Frontier experiments have become more expensive while wages have stayed ~constant. The economic model then implies that:

• If compute and labour were complements, then labs would spend a greater fraction of their research budgets on compute. (This relieves the key bottleneck of expensive frontier experiments.)

Labs are indeed doing this, suggesting that compute and labour are indeed complements. 

(Though your 'Research compute per employee' data shows they're not doing that much since 2018, so the argument against the intelligence explosion is weaker here than I'd have expected.)

The $\sigma >1$ condition is exactly what Epoch and Forethought consider when they analyze whether the returns to research are high enough for a singularity.^[5]

Though we initially consider this, we then adjust for compute as an input to R&D and so end up considering the sigma=1 condition.
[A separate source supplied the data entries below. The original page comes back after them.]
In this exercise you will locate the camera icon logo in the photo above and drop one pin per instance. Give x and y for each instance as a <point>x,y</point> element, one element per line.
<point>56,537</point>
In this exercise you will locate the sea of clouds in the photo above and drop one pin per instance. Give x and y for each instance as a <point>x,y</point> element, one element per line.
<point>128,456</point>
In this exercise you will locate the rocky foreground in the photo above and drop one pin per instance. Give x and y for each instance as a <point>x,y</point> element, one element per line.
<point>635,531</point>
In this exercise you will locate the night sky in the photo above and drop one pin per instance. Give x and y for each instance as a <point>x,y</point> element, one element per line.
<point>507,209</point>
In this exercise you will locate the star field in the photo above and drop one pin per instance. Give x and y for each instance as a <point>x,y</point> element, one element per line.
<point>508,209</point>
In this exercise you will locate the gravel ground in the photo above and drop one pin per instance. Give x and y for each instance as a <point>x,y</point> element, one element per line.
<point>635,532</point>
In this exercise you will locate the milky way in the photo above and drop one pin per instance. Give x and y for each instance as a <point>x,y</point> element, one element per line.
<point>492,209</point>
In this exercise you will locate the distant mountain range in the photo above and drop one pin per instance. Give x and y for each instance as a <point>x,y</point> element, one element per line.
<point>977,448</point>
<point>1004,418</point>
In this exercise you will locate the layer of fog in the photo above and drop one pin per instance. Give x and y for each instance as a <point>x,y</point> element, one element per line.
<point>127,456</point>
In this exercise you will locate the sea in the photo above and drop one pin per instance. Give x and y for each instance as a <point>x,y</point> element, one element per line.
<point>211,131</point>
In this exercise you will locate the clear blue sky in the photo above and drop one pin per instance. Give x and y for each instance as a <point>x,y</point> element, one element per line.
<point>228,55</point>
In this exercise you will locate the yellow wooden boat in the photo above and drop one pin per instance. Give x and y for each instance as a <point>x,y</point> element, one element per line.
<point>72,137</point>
It's under that condition that I think it's more likely than not that the condition for a software-only intelligence explosion holds

I like the vividness of the comparisons!

A few points against this being nearly as crazy as the comparisons suggest:

• GPT-2030 may learn much less sample efficiently, and much less compute efficiently, than humans. In fact, this is pretty likely. Ball-parking, humans do 1e24 FLOP before they're 30, which is ~20X less than GPT-4. And we learn languages/maths from way fewer data points. So the actual rate at which GPT-2030 itself gets smarter will be lower than the rates implied. 
  • This is a sense of "learn" as in "improves its own understanding". There's another sense which is "produces knowledge for the rest of the world to use, eg science papers" where I think your comparisons are right. 
• Learning may be bottlenecked by serial thinking time past a certain point, after which adding more parallel copies won't help. This could make the conclusion much less extreme.
• Learning may also be bottlenecked by experiments in the real world, which may not immediately get much faster.